Louis Georges Tin, militant contre le racisme et l’homophobie, a entamé une grève de la faim il y a bientôt trois semaines, dans l’indifférence médiatique quasi générale. Pour lui, il y a urgence que la France porte à l’ONU une résolution visant à dépénaliser l’homosexualité au niveau mondial. A ce jour, l’homosexualité reste pénalisée dans près de 80 Etats, dont 7 prévoient la peine de mort.


La question des homosexuels dans les pays du Sud intéresse très peu de gens.
Louis Georges Tin

Dépénalisation universelle de l’homosexualité

Près de 3 semaines après le début de leur grève de la faim, Louis Georges Tin, Alexandre Marcel – respectivement président et vice-président du comité IDAHO – et Usaam Mukwaya – réfugié ougandais en France – n’ont obtenu aucun résultat. Ces militants demandent que la France porte un projet de résolution pour la dépénalisation universelle de l’homosexualité… une promesse faite par François Hollande au lendemain de son élection.

Depuis le matin du lundi 25 juin, Louis Georges Tin jeûne, la mort dans l’âme. Mis à part un article dans les Inrocks, Libération et quelques brèves ici et là, le président du comité IDAHO (International Day Against Homophobia and Transphobia) se sent boudé par les médias français. « Même l’AFP refuse de parler de nous, explique le militant. Je les ai contacté à plusieurs reprises et ils m’ont répondu que la personne en charge de ces questions était en vacances ».

Première promesse non tenue par le président Hollande ?

Le 10 mai dernier, lors d’un entretien privé, François Hollande se serait engagé à porter cette résolution devant les Nations-Unis. Mais depuis ce jour, c’est silence radio. Plus de nouvelle. Ni le Quai d’Orsay, ni Matignon, ni l’Élysée n’auraient donné suite aux demandes répétées des trois grévistes.

Malgré nos demandes, pas encore de réponse de l’Élysée. À Matignon par contre, on confirme avoir reçu M. Tin mais « sous sa casquette de Président CRAN » (Conseil représentatif des associations noires). Lors de cette rencontre dont le sujet était la lutte contre les discriminations, la question de la dépénalisation universelle de l’homosexualité n’aurait été abordée qu’en fin d’entretien. « M. Tin n’a fait qu’informer son interlocutrice qu’il entamait une grève de la faim », précise le service de presse du Premier ministre.

En revanche, le Quai d’Orsay confirme avoir été contacté par le président de l’IDHAO à ce sujet. Mais la diplomatie est un travail de longue haleine, explique un représentant du ministère des affaires étrangères.

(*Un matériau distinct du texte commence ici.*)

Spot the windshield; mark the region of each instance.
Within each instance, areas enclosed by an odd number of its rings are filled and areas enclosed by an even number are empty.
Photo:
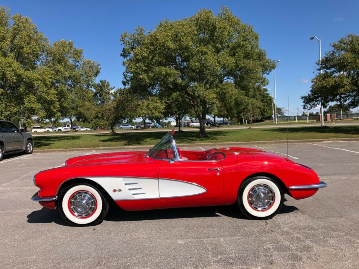
[[[153,158],[161,160],[171,160],[174,154],[171,134],[167,134],[156,145],[150,150],[149,154]]]

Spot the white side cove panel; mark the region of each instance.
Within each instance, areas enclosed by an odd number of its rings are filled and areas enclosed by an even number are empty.
[[[159,184],[161,198],[191,196],[207,191],[202,186],[185,181],[160,179]]]
[[[158,180],[146,178],[89,177],[98,183],[115,200],[159,198]]]

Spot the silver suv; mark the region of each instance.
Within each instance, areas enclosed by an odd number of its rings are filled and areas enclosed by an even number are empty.
[[[19,129],[14,123],[0,120],[0,161],[4,154],[25,151],[31,154],[34,148],[32,136]]]

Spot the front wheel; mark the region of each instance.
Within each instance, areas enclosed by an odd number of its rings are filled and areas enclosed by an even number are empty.
[[[108,211],[108,204],[101,192],[87,183],[66,187],[59,199],[60,214],[74,226],[95,225],[101,222]]]
[[[268,220],[280,211],[284,200],[283,190],[278,183],[266,176],[255,176],[241,184],[237,203],[249,218]]]

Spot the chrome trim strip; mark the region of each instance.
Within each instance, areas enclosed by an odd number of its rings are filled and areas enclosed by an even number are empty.
[[[50,202],[51,201],[56,201],[57,199],[57,196],[49,196],[48,197],[44,197],[43,198],[39,197],[38,195],[39,192],[38,192],[31,197],[31,200],[35,202]]]
[[[290,186],[288,188],[290,190],[303,190],[307,189],[320,189],[325,188],[327,184],[325,182],[321,181],[317,184],[312,184],[310,185],[300,185],[299,186]]]
[[[36,178],[36,175],[37,174],[35,174],[35,175],[34,175],[33,178],[32,179],[32,180],[33,181],[34,185],[35,185],[35,187],[37,187],[37,186],[36,186],[36,183],[35,182],[35,180],[36,180],[35,178]]]

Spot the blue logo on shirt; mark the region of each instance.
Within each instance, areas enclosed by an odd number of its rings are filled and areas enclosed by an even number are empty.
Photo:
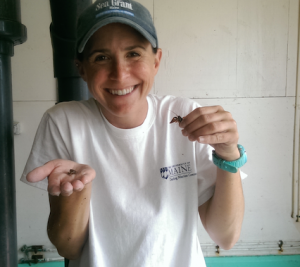
[[[192,167],[190,162],[180,163],[169,167],[160,168],[160,175],[163,179],[170,181],[195,176],[196,173],[192,173]]]

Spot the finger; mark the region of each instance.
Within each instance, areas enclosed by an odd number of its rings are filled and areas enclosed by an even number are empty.
[[[204,114],[196,118],[193,122],[188,124],[183,130],[182,134],[187,136],[192,132],[195,132],[196,130],[202,128],[202,127],[212,127],[217,122],[223,122],[223,121],[231,121],[232,116],[229,112],[221,111],[218,113],[209,113]],[[217,131],[216,131],[217,132]],[[212,132],[209,132],[208,134],[212,134]]]
[[[81,191],[84,188],[84,184],[80,180],[75,180],[71,182],[74,191]]]
[[[224,132],[232,132],[236,131],[236,123],[234,120],[232,121],[217,121],[207,124],[192,133],[188,133],[188,138],[190,141],[195,141],[199,136],[207,136],[214,135],[218,133]]]
[[[184,120],[179,124],[181,128],[185,128],[187,125],[192,123],[198,117],[205,115],[205,114],[212,114],[224,111],[221,106],[211,106],[211,107],[201,107],[194,109],[191,113],[185,116]]]
[[[73,193],[73,185],[70,182],[61,184],[60,191],[62,196],[70,196]]]
[[[96,177],[96,172],[94,169],[89,166],[83,165],[84,167],[80,170],[78,175],[78,180],[82,182],[83,185],[86,185],[94,180]],[[85,167],[86,166],[86,167]]]
[[[50,174],[48,178],[48,192],[52,196],[59,196],[61,193],[61,181],[65,174]]]

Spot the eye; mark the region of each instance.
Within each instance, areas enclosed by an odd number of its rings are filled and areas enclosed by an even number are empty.
[[[96,62],[99,62],[99,61],[104,61],[104,60],[107,60],[108,58],[106,57],[106,56],[104,56],[104,55],[98,55],[98,56],[96,56],[95,57],[95,61]]]
[[[139,57],[139,56],[140,54],[134,51],[128,53],[128,57]]]

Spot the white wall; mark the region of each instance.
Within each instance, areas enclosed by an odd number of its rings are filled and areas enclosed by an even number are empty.
[[[47,193],[19,182],[39,120],[56,101],[50,7],[21,2],[28,41],[12,58],[14,120],[22,129],[15,136],[18,247],[50,247]],[[249,157],[241,241],[300,241],[300,223],[290,217],[298,0],[140,2],[163,49],[154,93],[220,104],[238,123]],[[200,236],[212,242],[203,229]]]

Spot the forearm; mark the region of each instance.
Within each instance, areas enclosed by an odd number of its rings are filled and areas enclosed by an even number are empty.
[[[88,236],[91,183],[70,196],[50,196],[47,232],[59,254],[76,259]]]
[[[206,207],[204,227],[219,246],[230,249],[239,239],[243,216],[244,196],[239,172],[234,174],[218,168],[215,193]]]

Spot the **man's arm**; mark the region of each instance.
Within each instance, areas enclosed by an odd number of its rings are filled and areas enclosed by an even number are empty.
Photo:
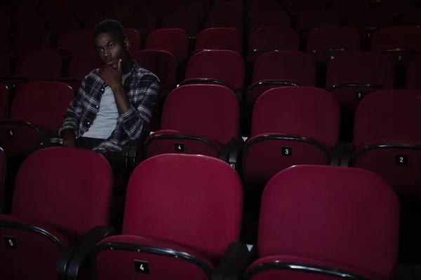
[[[70,102],[63,118],[63,124],[58,131],[58,135],[67,142],[74,141],[75,132],[81,121],[83,99],[85,94],[86,78],[82,80],[78,94]]]
[[[131,140],[140,138],[150,122],[159,92],[159,80],[154,75],[145,75],[140,80],[135,90],[135,94],[142,95],[142,97],[138,98],[139,101],[135,104],[129,104],[128,108],[120,113],[117,118],[117,122],[121,124],[123,130]],[[126,93],[124,94],[126,97]],[[126,99],[127,99],[126,97]],[[118,107],[116,98],[116,103]]]

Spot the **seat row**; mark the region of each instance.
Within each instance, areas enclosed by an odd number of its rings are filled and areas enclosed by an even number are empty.
[[[286,85],[326,87],[338,97],[344,107],[355,107],[364,95],[373,90],[421,89],[417,78],[421,72],[420,55],[406,54],[406,59],[410,62],[402,75],[393,57],[375,52],[338,52],[328,61],[326,74],[317,68],[310,54],[286,50],[261,55],[253,66],[249,83],[246,76],[250,62],[244,62],[238,53],[231,50],[196,52],[189,59],[185,72],[178,67],[175,57],[166,50],[144,50],[132,57],[139,65],[159,78],[162,92],[173,90],[178,84],[218,83],[241,94],[241,100],[243,97],[249,106],[268,89]],[[80,52],[64,71],[62,59],[54,50],[32,50],[18,57],[14,75],[10,76],[7,56],[0,55],[0,60],[4,61],[0,62],[3,66],[0,80],[13,93],[27,81],[55,80],[67,83],[76,94],[85,76],[103,63],[95,51]],[[34,71],[32,65],[39,65],[38,71]],[[325,75],[326,79],[322,80],[321,76]],[[245,88],[247,84],[250,85]],[[358,92],[359,96],[354,98]]]
[[[109,165],[94,152],[30,155],[11,214],[0,215],[2,279],[380,280],[397,265],[399,200],[365,170],[301,165],[275,174],[250,249],[240,241],[241,182],[219,160],[142,162],[128,183],[121,232],[109,226],[112,192]],[[396,279],[417,279],[406,275]]]
[[[339,106],[324,90],[265,92],[248,116],[251,132],[244,143],[235,94],[218,85],[186,85],[167,97],[161,130],[133,144],[138,152],[131,160],[166,153],[220,158],[241,172],[250,189],[296,164],[357,166],[385,176],[403,195],[414,194],[421,182],[420,96],[401,90],[368,94],[356,108],[354,125],[346,127],[354,138],[345,150],[340,144]],[[6,153],[35,146],[57,132],[72,98],[70,88],[58,82],[25,85],[13,100],[12,118],[1,122]]]

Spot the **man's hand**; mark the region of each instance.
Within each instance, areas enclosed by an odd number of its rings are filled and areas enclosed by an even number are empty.
[[[115,88],[121,83],[121,59],[119,60],[117,69],[105,65],[100,69],[100,77],[112,88]]]
[[[63,132],[63,147],[76,148],[74,132],[72,130],[67,130]]]

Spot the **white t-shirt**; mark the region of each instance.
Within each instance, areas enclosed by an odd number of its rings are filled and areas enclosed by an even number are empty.
[[[129,75],[130,73],[128,73],[121,76],[122,83],[124,83]],[[83,133],[82,137],[98,139],[108,139],[116,128],[117,118],[119,118],[119,110],[117,109],[116,99],[112,90],[107,86],[105,88],[101,97],[100,111],[92,122],[92,125]]]

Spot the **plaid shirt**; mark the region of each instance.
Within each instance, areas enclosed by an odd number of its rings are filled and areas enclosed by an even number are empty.
[[[94,122],[100,110],[101,97],[107,86],[100,78],[99,69],[89,73],[82,80],[79,94],[73,99],[58,132],[60,137],[67,130],[74,131],[81,137]],[[116,128],[111,136],[93,150],[100,153],[120,152],[128,141],[140,138],[147,127],[159,91],[159,80],[152,73],[133,61],[133,68],[124,82],[123,88],[131,104],[126,113],[119,115]],[[51,139],[62,142],[62,139]]]

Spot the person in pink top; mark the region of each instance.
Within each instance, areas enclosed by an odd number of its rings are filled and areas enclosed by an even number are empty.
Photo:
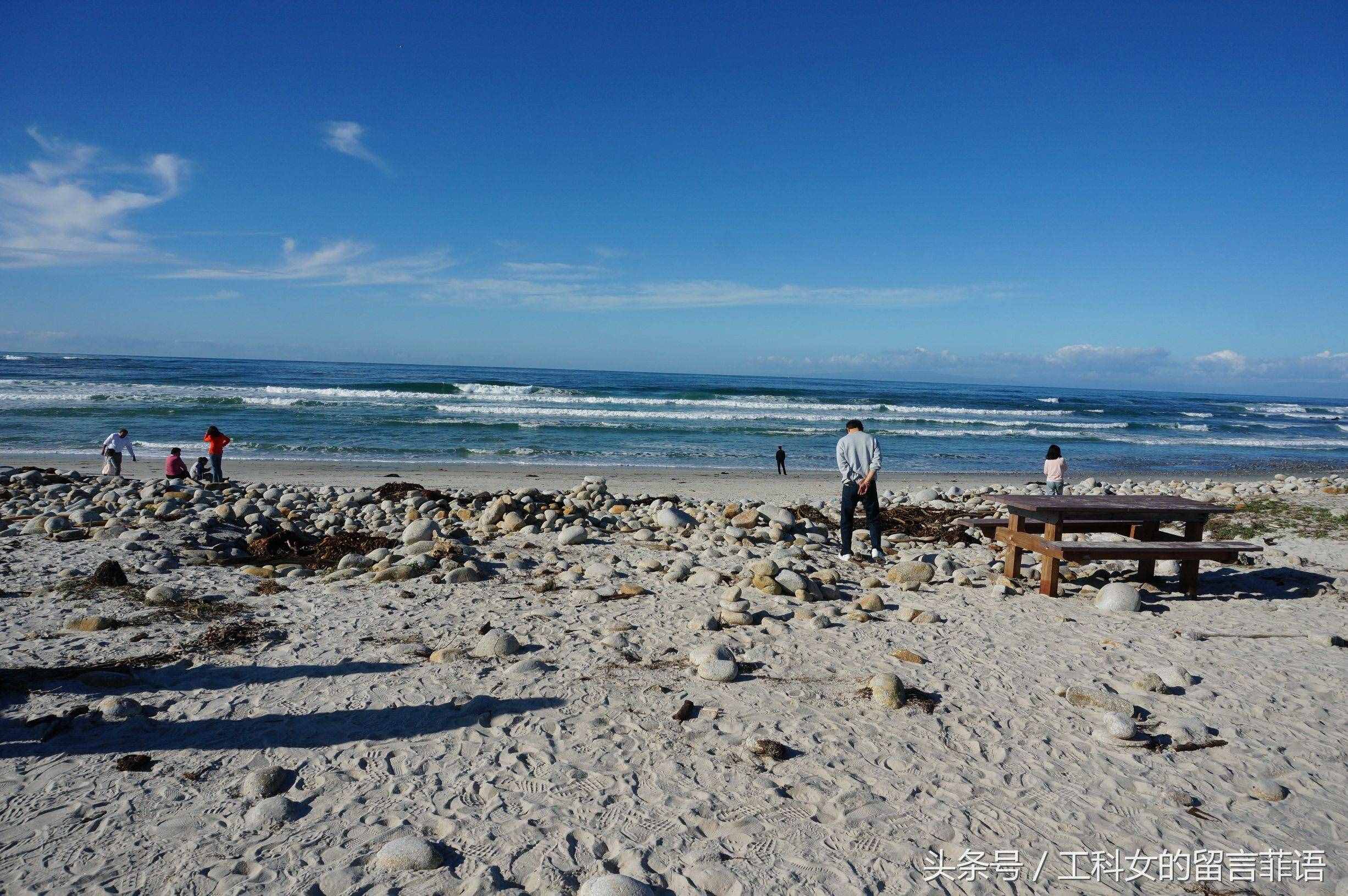
[[[1068,461],[1062,457],[1062,449],[1049,445],[1049,453],[1043,457],[1043,487],[1050,495],[1062,494],[1062,478],[1068,474]]]
[[[187,478],[187,464],[182,461],[182,448],[174,448],[164,457],[164,476],[168,479]]]

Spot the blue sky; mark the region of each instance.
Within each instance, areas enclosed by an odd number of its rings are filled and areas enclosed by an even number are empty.
[[[1348,393],[1341,4],[0,5],[0,347]]]

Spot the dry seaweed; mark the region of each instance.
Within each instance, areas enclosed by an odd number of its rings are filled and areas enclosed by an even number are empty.
[[[270,630],[257,621],[225,622],[206,629],[204,634],[193,638],[181,648],[173,650],[159,650],[142,656],[129,656],[106,663],[88,663],[81,665],[62,667],[13,667],[0,668],[0,691],[18,691],[27,694],[34,687],[46,681],[63,681],[80,677],[86,672],[127,672],[129,669],[148,669],[156,665],[167,665],[193,653],[225,653],[237,648],[249,646],[267,637]]]
[[[248,553],[255,560],[287,560],[310,553],[313,545],[303,536],[278,529],[270,536],[259,536],[248,542]]]
[[[426,501],[443,501],[448,497],[443,491],[427,488],[417,482],[386,482],[379,488],[375,488],[375,498],[379,501],[402,501],[412,493],[423,494]]]
[[[394,548],[398,542],[384,536],[371,536],[360,532],[342,532],[326,536],[314,547],[313,559],[319,565],[336,567],[348,553],[369,553],[379,548]]]

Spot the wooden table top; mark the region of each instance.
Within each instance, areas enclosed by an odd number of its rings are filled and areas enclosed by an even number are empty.
[[[1173,495],[1002,495],[999,499],[1014,514],[1064,520],[1185,520],[1235,510]]]

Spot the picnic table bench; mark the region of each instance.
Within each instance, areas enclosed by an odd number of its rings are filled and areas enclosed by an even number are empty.
[[[1006,495],[1010,515],[993,529],[1006,545],[1006,576],[1020,578],[1020,557],[1033,551],[1042,557],[1039,592],[1058,594],[1062,561],[1136,560],[1138,576],[1150,580],[1157,560],[1178,560],[1180,582],[1189,596],[1198,594],[1198,561],[1233,561],[1240,552],[1262,551],[1244,541],[1204,541],[1208,518],[1233,507],[1170,495]],[[961,521],[964,522],[964,521]],[[968,521],[979,525],[991,521]],[[996,522],[1002,522],[1000,520]],[[1184,525],[1184,534],[1161,530],[1163,522]],[[1127,533],[1120,529],[1127,526]],[[1042,534],[1039,534],[1042,532]],[[1064,541],[1066,532],[1113,532],[1132,541]]]
[[[998,529],[1004,529],[1010,525],[1011,520],[1008,517],[969,517],[965,520],[952,521],[957,526],[964,526],[965,529],[979,529],[989,538],[996,537]],[[1115,534],[1126,536],[1132,532],[1132,526],[1139,525],[1140,520],[1064,520],[1062,532],[1112,532]],[[1022,522],[1024,526],[1022,532],[1033,532],[1039,534],[1047,525],[1038,520],[1024,520]]]

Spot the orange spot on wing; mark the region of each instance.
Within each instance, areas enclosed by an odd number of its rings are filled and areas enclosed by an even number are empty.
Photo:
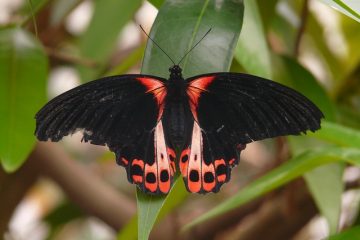
[[[129,164],[129,161],[124,157],[121,158],[121,162],[124,163],[125,165]]]
[[[143,182],[143,176],[133,175],[132,179],[133,179],[134,183],[142,183]]]
[[[153,173],[155,175],[155,182],[154,183],[150,183],[148,181],[146,181],[146,176],[149,173]],[[151,192],[155,192],[157,190],[157,185],[158,185],[158,177],[157,177],[157,166],[156,163],[154,163],[153,165],[149,165],[149,164],[145,164],[145,187],[150,190]]]
[[[192,182],[192,181],[190,181],[190,179],[188,179],[187,185],[188,185],[189,191],[192,193],[199,192],[201,189],[201,181],[200,180],[197,182]]]
[[[230,159],[229,164],[233,165],[235,163],[235,158]]]
[[[144,170],[144,161],[143,160],[135,158],[131,162],[131,166],[134,166],[134,165],[139,165],[139,167]]]
[[[210,165],[206,165],[205,162],[203,161],[202,163],[202,184],[203,184],[203,189],[207,192],[210,192],[211,190],[214,189],[216,182],[215,182],[215,169],[214,169],[214,165],[210,164]],[[212,173],[214,179],[212,182],[205,182],[205,174],[206,173]]]
[[[189,96],[189,104],[191,112],[195,118],[195,120],[198,122],[197,118],[197,107],[199,105],[199,98],[202,92],[207,91],[207,87],[209,84],[214,81],[215,76],[207,76],[207,77],[201,77],[198,79],[193,80],[190,82],[186,93]]]
[[[169,174],[169,171],[168,171],[167,169],[160,169],[160,173],[161,173],[163,170],[167,171],[168,174]],[[166,182],[162,182],[161,179],[160,179],[160,181],[159,181],[159,188],[160,188],[160,191],[161,191],[162,193],[168,193],[168,192],[169,192],[169,190],[170,190],[170,174],[169,174],[169,178],[168,178],[168,180],[167,180]]]
[[[171,174],[171,176],[174,176],[174,174],[176,172],[176,165],[175,165],[176,155],[175,155],[175,151],[168,147],[167,148],[167,153],[168,153],[169,159],[170,159],[170,174]]]
[[[217,168],[218,168],[219,166],[221,166],[221,165],[223,165],[223,166],[226,167],[226,163],[225,163],[225,160],[224,160],[224,159],[215,160],[215,170],[217,170]],[[225,182],[225,180],[226,180],[226,173],[217,175],[217,176],[216,176],[216,179],[218,180],[218,182]]]
[[[190,155],[190,148],[187,148],[181,152],[180,161],[179,161],[179,167],[181,174],[186,177],[187,176],[187,167],[189,163],[189,156]],[[183,161],[183,159],[187,157],[186,161]]]

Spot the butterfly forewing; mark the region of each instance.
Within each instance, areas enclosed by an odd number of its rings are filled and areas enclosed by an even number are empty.
[[[249,142],[320,128],[321,111],[276,82],[239,73],[186,81],[194,125],[179,166],[190,192],[217,192]]]
[[[54,98],[36,114],[39,140],[59,141],[79,129],[83,140],[107,145],[143,191],[167,193],[175,168],[162,128],[164,79],[123,75],[99,79]],[[171,157],[173,160],[173,158]]]

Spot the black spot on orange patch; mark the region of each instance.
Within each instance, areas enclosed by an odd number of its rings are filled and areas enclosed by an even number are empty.
[[[217,174],[217,175],[226,174],[226,166],[225,166],[224,164],[220,164],[220,165],[216,168],[216,174]]]
[[[150,172],[146,174],[146,182],[148,183],[155,183],[156,182],[156,176],[154,173]]]
[[[189,160],[189,156],[188,156],[187,154],[184,155],[184,156],[181,158],[181,161],[182,161],[183,163],[186,163],[187,160]]]
[[[212,172],[206,172],[204,174],[204,182],[206,183],[212,183],[215,180],[214,174]]]
[[[162,170],[160,173],[160,181],[167,182],[169,180],[169,173],[166,170]]]
[[[134,164],[131,168],[130,168],[130,171],[131,171],[131,175],[138,175],[138,176],[142,176],[143,175],[143,170],[142,168],[140,167],[140,165],[137,165],[137,164]]]
[[[198,173],[198,171],[196,171],[196,170],[191,170],[189,178],[190,178],[190,180],[191,180],[192,182],[197,182],[197,181],[199,181],[199,173]]]

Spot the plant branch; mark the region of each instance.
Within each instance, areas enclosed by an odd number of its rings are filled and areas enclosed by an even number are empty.
[[[304,0],[304,5],[301,11],[301,19],[298,33],[295,38],[295,46],[294,46],[294,56],[298,57],[300,52],[300,43],[303,38],[305,27],[307,23],[307,19],[309,16],[309,0]]]

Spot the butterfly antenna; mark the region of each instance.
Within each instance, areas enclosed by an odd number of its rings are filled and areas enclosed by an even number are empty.
[[[182,60],[184,60],[184,58],[185,58],[197,45],[199,45],[199,43],[206,37],[206,35],[209,34],[210,31],[211,31],[211,28],[205,33],[205,35],[204,35],[192,48],[190,48],[189,51],[187,51],[187,53],[185,53],[185,55],[181,58],[181,60],[179,61],[179,63],[178,63],[177,65],[179,65],[179,64],[182,62]]]
[[[152,39],[144,30],[144,28],[139,25],[141,30],[145,33],[145,35],[170,59],[170,61],[175,65],[174,60],[171,59],[171,57],[154,41],[154,39]]]

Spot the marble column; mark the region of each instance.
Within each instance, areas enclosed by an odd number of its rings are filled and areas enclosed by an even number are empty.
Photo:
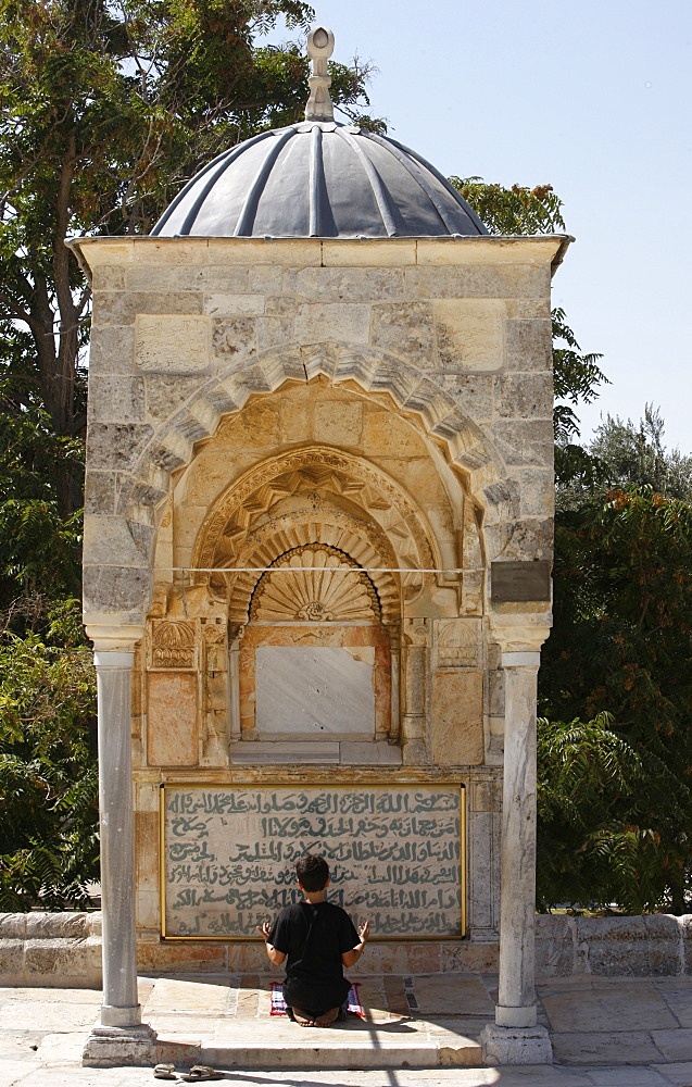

D’autant plus que le processus serait déjà en cours aux Nations-Unis, initié par… l’Afrique du Sud. Le leadership d’un pays émergeant sur des questions telles est primordial, explique le responsable du dossier. « Nous nous employons à convaincre un à un les quelques 190 pays membres ».

Alors, pourquoi douter de la parole de François Hollande ?

Le 3 juillet, lors de son Grand Oral devant l’Assemblée nationale, Jean-Marc Ayrault a annoncé la légalisation du mariage homosexuel en France dès 2013. Alors pourquoi douter de la volonté de François Hollande en la matière ?

Pour Louis Georges Tin, tout est une question d’agenda international. Et par « international », il entend « états-unien ». En effet, à la fin de l’année 2012 (novembre) les Américains choisiront leur président. Non seulement Barack Obama peut être battu, mais Hillary Clinton a laissé entendre qu’elle quitterait la politique. M. Tin estime que « sans M. Obama et Mme Clinton, il sera très difficile d’obtenir le vote des Etats-Unis sur le sujet de l’homosexualité ».

La fenêtre de tir est donc mince. Pour le président de l’IDAHO il y a urgence. La France, pays des droits de l’Homme ne peut attendre le temps de la diplomatie, elle doit court-circuiter l’Afrique du Sud et soumettre cette résolution avant qu’il ne soit trop tard.

Au Quai d’Orsay, le raisonnement est tout autre. Certes, il y a une urgence, mais elle est d’ordre humaine car l’homosexualité est encore condamnée dans près de 80 pays et passible de la peine capitale dans 7. En effet, le leadership des Etats-Unis, au même titre que celui de la France, est nécessaire. Mais n’oublions pas qu’à l’ONU, un pays a une voix.